# HLCM vs MCLUST vs MDA
experiment to asses the different classes found by each method discusing about the individual observations predicted by each
data(Sonar, package = "mlbench")
Sonar$Class <- 1*(Sonar$Class == "M")
Compare.df <- as.data.frame( Sonar$Class)
set.seed(42)
sonarHlcm <- HLCM_EM(Class ~., Sonar,hysteresis = 0.1)

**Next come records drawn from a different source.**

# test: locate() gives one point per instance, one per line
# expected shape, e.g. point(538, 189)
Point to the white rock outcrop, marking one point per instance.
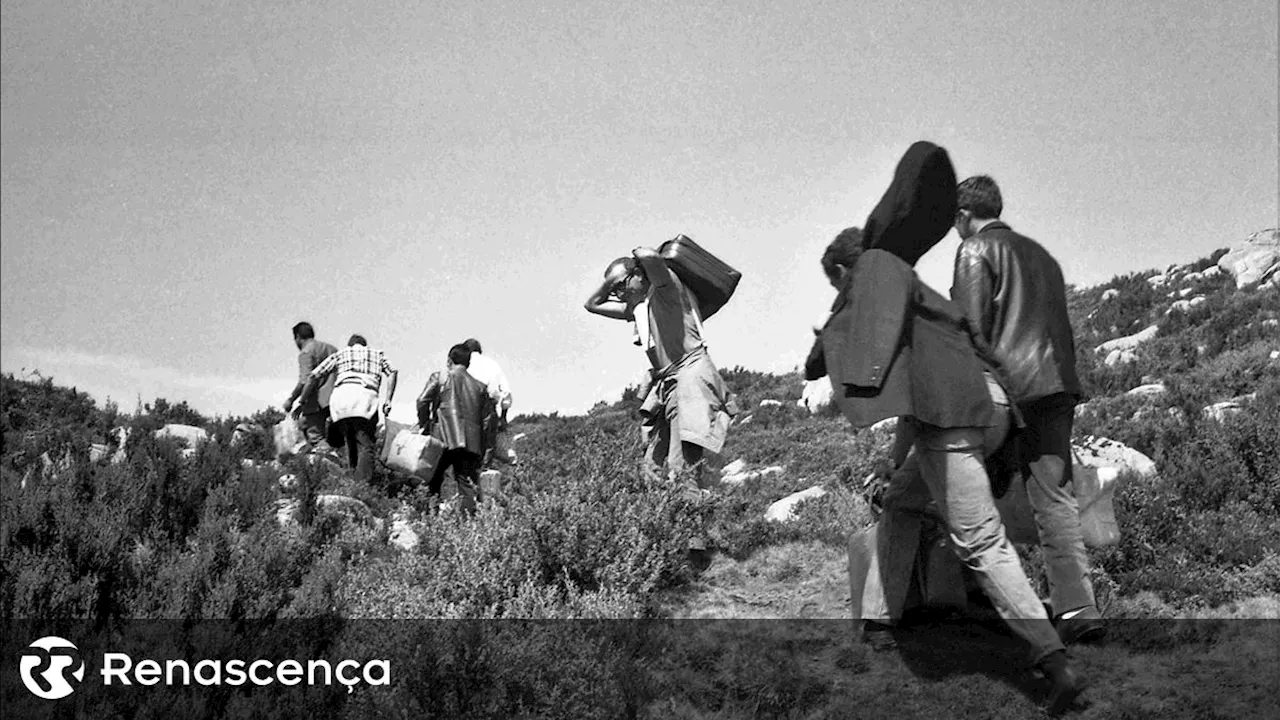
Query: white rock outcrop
point(784, 510)
point(816, 396)
point(1255, 260)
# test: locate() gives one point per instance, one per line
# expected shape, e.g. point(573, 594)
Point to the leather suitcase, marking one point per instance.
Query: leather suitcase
point(707, 276)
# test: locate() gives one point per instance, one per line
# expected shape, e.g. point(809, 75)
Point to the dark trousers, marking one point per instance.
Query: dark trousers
point(466, 472)
point(357, 434)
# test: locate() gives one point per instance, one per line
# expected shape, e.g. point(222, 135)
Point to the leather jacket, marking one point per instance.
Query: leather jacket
point(1013, 294)
point(457, 410)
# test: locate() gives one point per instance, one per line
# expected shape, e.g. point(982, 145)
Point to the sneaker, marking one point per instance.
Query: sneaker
point(1082, 628)
point(878, 636)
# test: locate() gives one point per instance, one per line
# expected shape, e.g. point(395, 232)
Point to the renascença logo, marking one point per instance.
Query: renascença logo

## [+++++-][++--][+++++++]( 50 )[+++-][++++-]( 22 )[++-][+++++-]( 11 )[+++--][++++++---]( 14 )[++-][++++-]( 10 )[++-][++-+--]( 16 )[++-][+++-]( 15 )[++-][+++-]( 14 )[+--][+++-]( 22 )[+-][+++++-]( 4 )< 168 , 160 , 106 , 5 >
predict.latentClass <- function(model,data){
testResult <- predict(model,data)
#eliminate the first column because it isnt a class
prbclass <- attr(testResult,"probabilities")[,-1]
latentclass <- apply(prbclass,1,which.max)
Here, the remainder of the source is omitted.